While Wiederhold is optimistic about the potential of medical XR, she stresses the importance of oversight and regulations to avoid tech companies solely self-policing. Building upon past successes and failures, medical XR must be developed realistically.
Medical XR is utilized to expose patients to the environment that provokes their anxiety and fear, with the aim of helping them confront and overcome their emotional and cognitive responses. However, individualized VR experiences differ from person to person, which means that emotional processing and long-term efficacy vary too. Therefore, it is crucial for patients to apply their VR-learned skills in real-world situations to obtain meaningful benefits.
VR is not intended to replace mental health providers, but to be used as a tool by them. Studies have demonstrated VR’s efficacy in treating depression by using a behavioral activation approach that emphasizes how behaviors influence emotions.
Insights from vMed 2023 Conference
At the vMed 2023 conference hosted by Cedars-Sinai Medical Center, speakers discussed the potential benefits and risks of using medical extended reality (medical XR) for mental healthcare. Dr. Brenda Wiederhold, a clinical psychologist and cofounder of the Virtual Reality Medical Center, cautioned that while she is optimistic about the potential of medical XR, some oversight is necessary to ensure that tech companies do not police themselves.
Dr. Margot Paul, a postdoctoral scholar of psychiatry at the Stanford School of Medicine, described how her study showed that VR was clinically significant and feasible in decreasing major depressive disorder.
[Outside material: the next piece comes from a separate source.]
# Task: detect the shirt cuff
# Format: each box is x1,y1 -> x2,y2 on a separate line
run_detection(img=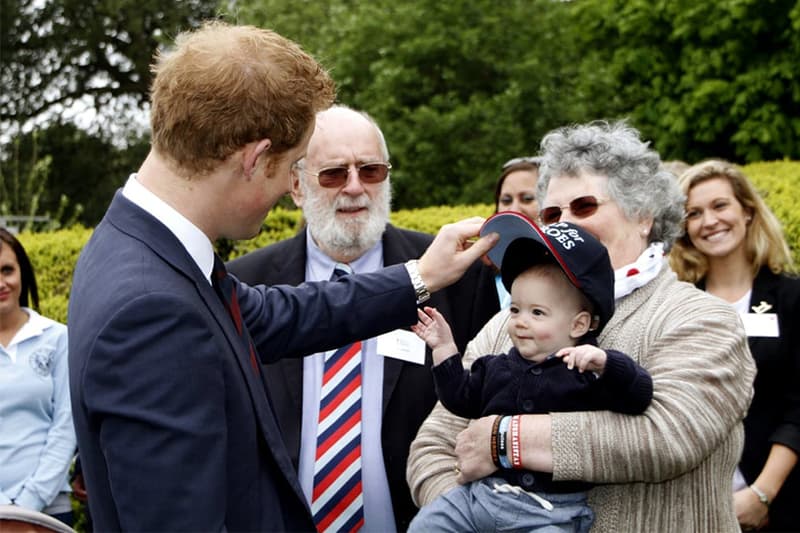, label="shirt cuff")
14,489 -> 47,511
Skip Rizzo, psychologist and director of medical virtual reality at the University of Southern California Institute for Creative Technologies, emphasized the importance of breaking down barriers to care and training medical providers to use VR for mental healthcare. While the metaverse has potential to make care more accessible and reduce stigma, Rizzo stressed that a good part of the clinical benefit comes from the therapeutic alliance with a human being.
At the vMed 2023 conference, experts discussed using advanced technology, like virtual reality (VR), in mental health treatment. Dr. Brenda Wiederhold expressed optimism but emphasized the need for oversight. VR helps patients face anxiety-triggering situations, but results vary. It’s a tool, not a replacement for mental health providers, showing promise in treating depression.